Body: Introduction: Tasocitinib (CP-690,550) is an orally active Janus kinase inhibitor that suppresses intracellular signal transduction of multiple cytokines. Prior Phase 2A data suggested that JAK would be a viable target for clinical immunosuppression. Study A3921030 compared a CNI-free tasocitinib regimen with a CsA regimen in kidney transplant patients (KT pts). This report focuses on the findings on acute rejection and renal function at 6 months. Methods: A3921030 was a 12-month Phase 2B dose/exposure study in which de novo KT pts were randomized 1:1:1 to either CsA or 1 of 2 CP-690,550 groups: CP1 (starting dose 15 mg BID through month 6, then 10 mg BID) or CP2 (15 mg BID through month 3, then 10 mg BID). All pts received basiliximab induction, MPA (same dose in all groups, 2 g/day MMF or 1.44 g/day MPS), and corticosteroids.
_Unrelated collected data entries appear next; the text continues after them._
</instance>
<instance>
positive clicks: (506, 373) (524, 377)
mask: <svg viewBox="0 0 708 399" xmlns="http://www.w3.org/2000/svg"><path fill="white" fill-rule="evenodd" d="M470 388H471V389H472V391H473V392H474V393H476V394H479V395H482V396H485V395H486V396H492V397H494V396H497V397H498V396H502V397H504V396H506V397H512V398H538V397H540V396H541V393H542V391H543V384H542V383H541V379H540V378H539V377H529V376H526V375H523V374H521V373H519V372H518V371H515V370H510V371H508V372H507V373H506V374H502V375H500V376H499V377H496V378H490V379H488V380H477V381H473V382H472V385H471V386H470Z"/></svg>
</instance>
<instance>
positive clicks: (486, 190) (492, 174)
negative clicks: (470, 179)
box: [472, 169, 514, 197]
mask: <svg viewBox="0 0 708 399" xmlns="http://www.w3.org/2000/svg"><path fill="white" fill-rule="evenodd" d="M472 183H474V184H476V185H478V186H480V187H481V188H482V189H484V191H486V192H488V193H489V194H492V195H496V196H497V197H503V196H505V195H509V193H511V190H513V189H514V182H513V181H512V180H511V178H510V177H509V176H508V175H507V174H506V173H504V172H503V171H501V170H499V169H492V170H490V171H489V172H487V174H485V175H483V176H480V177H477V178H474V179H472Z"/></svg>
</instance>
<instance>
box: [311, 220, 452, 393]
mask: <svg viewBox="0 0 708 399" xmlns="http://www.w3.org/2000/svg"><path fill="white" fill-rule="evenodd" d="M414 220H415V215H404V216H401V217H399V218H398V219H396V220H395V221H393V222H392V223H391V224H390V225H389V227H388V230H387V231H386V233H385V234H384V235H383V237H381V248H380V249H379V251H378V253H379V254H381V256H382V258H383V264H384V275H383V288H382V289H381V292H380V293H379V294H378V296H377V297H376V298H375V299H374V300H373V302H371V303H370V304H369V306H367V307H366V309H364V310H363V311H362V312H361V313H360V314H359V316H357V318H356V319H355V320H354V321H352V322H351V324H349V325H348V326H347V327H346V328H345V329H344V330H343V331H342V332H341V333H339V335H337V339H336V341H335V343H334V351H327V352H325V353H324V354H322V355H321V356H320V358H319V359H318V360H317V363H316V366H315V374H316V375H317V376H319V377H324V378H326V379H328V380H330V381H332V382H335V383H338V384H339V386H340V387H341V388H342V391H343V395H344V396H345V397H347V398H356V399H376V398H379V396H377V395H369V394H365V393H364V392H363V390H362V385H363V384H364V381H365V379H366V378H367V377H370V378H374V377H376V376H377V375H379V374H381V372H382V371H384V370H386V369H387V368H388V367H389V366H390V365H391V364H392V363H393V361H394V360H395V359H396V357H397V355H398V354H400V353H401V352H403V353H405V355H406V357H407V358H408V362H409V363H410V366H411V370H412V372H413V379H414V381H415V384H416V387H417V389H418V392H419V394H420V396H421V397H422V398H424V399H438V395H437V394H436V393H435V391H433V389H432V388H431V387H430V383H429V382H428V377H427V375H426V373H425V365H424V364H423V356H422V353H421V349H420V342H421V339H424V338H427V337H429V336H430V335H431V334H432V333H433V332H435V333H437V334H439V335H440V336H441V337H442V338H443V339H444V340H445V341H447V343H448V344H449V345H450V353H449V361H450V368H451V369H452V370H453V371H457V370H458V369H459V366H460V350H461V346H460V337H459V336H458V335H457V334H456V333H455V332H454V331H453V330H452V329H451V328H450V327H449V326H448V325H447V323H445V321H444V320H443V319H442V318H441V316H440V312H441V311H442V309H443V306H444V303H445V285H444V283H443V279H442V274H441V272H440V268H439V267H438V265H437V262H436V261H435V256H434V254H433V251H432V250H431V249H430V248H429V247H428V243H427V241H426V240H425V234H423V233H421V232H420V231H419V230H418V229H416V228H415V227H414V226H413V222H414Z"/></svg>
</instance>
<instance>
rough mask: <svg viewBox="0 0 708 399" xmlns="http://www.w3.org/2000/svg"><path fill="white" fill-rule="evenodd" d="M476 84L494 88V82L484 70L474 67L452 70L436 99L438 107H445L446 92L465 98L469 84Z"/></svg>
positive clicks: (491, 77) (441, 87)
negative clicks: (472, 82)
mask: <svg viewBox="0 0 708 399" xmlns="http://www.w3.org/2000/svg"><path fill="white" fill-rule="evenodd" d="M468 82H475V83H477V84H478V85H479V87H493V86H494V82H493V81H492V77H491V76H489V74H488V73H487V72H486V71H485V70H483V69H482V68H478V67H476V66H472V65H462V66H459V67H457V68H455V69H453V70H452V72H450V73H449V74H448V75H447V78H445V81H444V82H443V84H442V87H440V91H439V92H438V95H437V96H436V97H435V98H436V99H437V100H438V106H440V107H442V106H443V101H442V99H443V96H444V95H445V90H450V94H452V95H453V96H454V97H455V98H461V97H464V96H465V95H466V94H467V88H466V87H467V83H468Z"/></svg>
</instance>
For this interim analysis, the primary efficacy endpoint was the 6-month incidence of either biopsy-proven acute rejection (BPAR) as read by the central pathologist, or “clinical BPAR”, defined as BPAR associated with an increase in Scr of ≥0.3 mg/dL and ≥20% from pre-rejection baseline. The co-primary safety endpoint was iohexol-measured GFR at month 6. Secondary endpoints of renal function included Scr and GFR estimated using various Scr-based equations. Results: Of 331 KT pts randomized, 321 received study treatments, with 39% of pts receiving living donor allografts. The 3 study groups were similar in baseline characteristics. There were more premature discontinuations of study treatment in the tasocitinib groups (25.5%, 40.0% and 40.5% for CsA, CP1 and CP2, respectively) but the number of pts who discontinued because of acute rejection was similar among the 3 groups. The 6-month acute rejection rates, GFR measured by iohexol serum clearance and Scr at Month 6 are shown in the table below:

	CsA (n=109)	CP1 (n=105)	CP2 (n=107)
6-month incidence of BPAR	18.6%	15.1%*	9.6%*
6-month incidence of clinical BPAR	8.9%	9.5%*	5.2%*
6-month incidence of locally diagnosed acute rejection	20.3%	18.1%	13.4%
6-month graft survival	96.2%	96.1%	96.1%
Mean measured GFR at Month 6, mL/min, MMRM	58.8	68.5 (p=0.01 vs. CsA)	74.0 (p<0.0001 vs. CsA)
Scr at Month 6, mg/dL	1.42	1.29	1.18

* Statistically non-inferior to CsA Estimated GFR calculated using the Nankivell, MDRD and Cockcroft-Gault equations were also higher in the CP groups than CsA at Month 6. Conclusions: In this 6-month interim analysis, KT pts randomized to CNI-free tasocitinib regimens had statistically non-inferior acute rejection rate and improved renal function as compared with CsA. Longer follow-up is required to confirm if these findings are sustained beyond Month 6. Further analyses based on these results as well as safety and tolerability findings are ongoing to identify the optimal tasocitinib dose regimen.

Disclosure: All authors have declared no conflicts of interest.